Although this tribute is from just one person, about just one teacher in just one school; I’m sure probably every student, perhaps in every school, not just Milford Twp, could write a similar affirmation of the influence of one of their teachers.
Once upon a time, in a land and time that seems far away now, I was a young scholar in the sixth grade at Milford Twp School near Nevada, Iowa. We had started the sixth year with a teacher whom I had in fifth grade, Mrs Claude Smith. About six weeks into the school year her husband suddenly died and she felt unable to continue so she retired. A young bride, a very attractive blonde teacher from Mississippi, whose husband was a student at Iowa State, was hired. Enter Mrs Everett.

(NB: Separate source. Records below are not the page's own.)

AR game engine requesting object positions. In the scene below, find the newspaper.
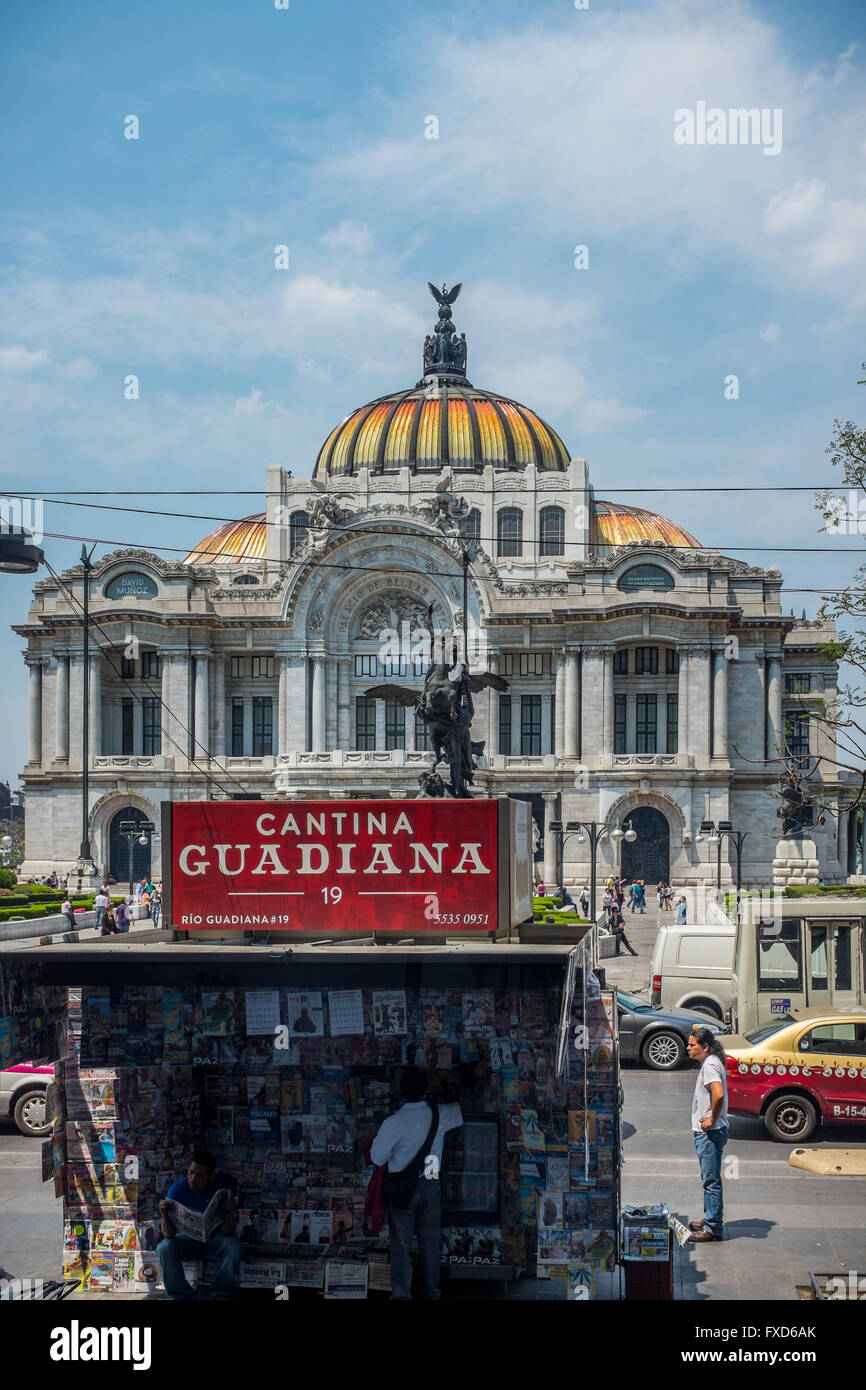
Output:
[168,1187,231,1244]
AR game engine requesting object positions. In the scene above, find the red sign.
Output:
[170,799,507,935]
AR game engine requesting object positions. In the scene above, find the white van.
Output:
[649,913,735,1022]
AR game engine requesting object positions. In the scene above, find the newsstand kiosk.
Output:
[0,799,621,1300]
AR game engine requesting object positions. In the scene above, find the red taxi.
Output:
[723,1008,866,1144]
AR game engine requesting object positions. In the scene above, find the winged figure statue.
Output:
[427,279,463,306]
[366,612,509,798]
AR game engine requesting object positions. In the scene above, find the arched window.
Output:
[496,507,523,559]
[538,507,566,555]
[289,512,310,555]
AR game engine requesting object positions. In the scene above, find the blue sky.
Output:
[0,0,866,780]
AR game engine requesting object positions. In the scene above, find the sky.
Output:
[0,0,866,783]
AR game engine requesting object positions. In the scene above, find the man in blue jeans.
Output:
[157,1148,243,1300]
[688,1029,727,1241]
[370,1066,463,1302]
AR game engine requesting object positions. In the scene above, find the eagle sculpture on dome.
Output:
[427,279,463,307]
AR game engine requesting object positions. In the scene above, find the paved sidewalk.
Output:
[599,892,674,994]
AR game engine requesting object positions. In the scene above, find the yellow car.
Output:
[721,1008,866,1144]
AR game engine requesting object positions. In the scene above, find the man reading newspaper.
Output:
[157,1148,243,1298]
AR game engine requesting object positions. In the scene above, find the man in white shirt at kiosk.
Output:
[370,1068,463,1302]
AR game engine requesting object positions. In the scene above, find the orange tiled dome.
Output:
[589,499,701,555]
[313,381,570,478]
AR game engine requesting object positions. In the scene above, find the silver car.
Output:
[0,1066,54,1138]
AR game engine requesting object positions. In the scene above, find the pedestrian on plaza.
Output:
[688,1027,728,1241]
[370,1066,463,1302]
[610,908,638,955]
[93,884,110,931]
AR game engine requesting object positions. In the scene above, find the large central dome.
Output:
[313,381,569,477]
[313,285,570,477]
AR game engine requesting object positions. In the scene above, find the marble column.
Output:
[277,652,289,758]
[88,652,103,758]
[713,646,727,758]
[553,651,567,758]
[563,652,578,758]
[767,652,784,758]
[28,657,42,763]
[54,655,70,762]
[311,656,326,753]
[160,652,173,758]
[677,646,691,755]
[213,656,225,758]
[602,646,613,767]
[193,652,210,759]
[542,791,559,888]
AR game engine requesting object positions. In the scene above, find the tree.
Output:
[801,363,866,810]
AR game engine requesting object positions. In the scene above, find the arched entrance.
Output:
[108,806,150,883]
[623,806,670,883]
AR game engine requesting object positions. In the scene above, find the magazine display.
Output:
[53,986,619,1300]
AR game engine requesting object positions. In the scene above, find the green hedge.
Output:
[0,894,124,922]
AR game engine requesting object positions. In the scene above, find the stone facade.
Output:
[18,460,848,885]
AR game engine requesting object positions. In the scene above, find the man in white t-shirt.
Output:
[370,1066,463,1302]
[93,888,111,931]
[688,1029,728,1241]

In the fifth and start of the sixth grade, which were in the same room, I was gradually getting into more and more trouble on the playground, not so much in the classroom. On the playground, it started off as arguments and gentle fighting but soon the friendliness and gentleness left and it was just a few lines of arguing and challenges over most anything- and then battle royal with rasslin’ and sluggin’. Playground diplomacy failed. We played a game with a football-like ball that would probably, more accurately, resemble a game of unrefereed rugby, so there were many occasions when there were disputes as to the degree of interference, roughness, and fumbles, etc. I don’t recall any black eyes or anything more serious than a mild bloody nose. By the time Mrs Everett arrived I had already been to the Supt Office a couple times for fighting on the playground. I don’t recall any discipline stronger than a stern lecture and a promise of more drastic, but unmentioned, consequences in the near future. In a way, these confrontations with the teachers, those with the authority, were a sign of a “red badge of courage”. One particular day, after a tussle with a fellow classmate on the playground during a rugby game, the teacher with playground duty sent me to my classroom, “Young man, march yourself in to your room for the remainder of recess”. She escorted me to and through the school house door and then stood at the bottom of the stairs to be sure I went into the 5th and 6th grade room which was at the top and to the right of a half flight set of steps. I entered the empty room and shut the door after myself; the only person there was Mrs Everett. She was setting at her desk, grading papers. Her desk was in the northeast corner of the room and overlooked the room to the southwest with the students’ desks facing the south and the blackboard.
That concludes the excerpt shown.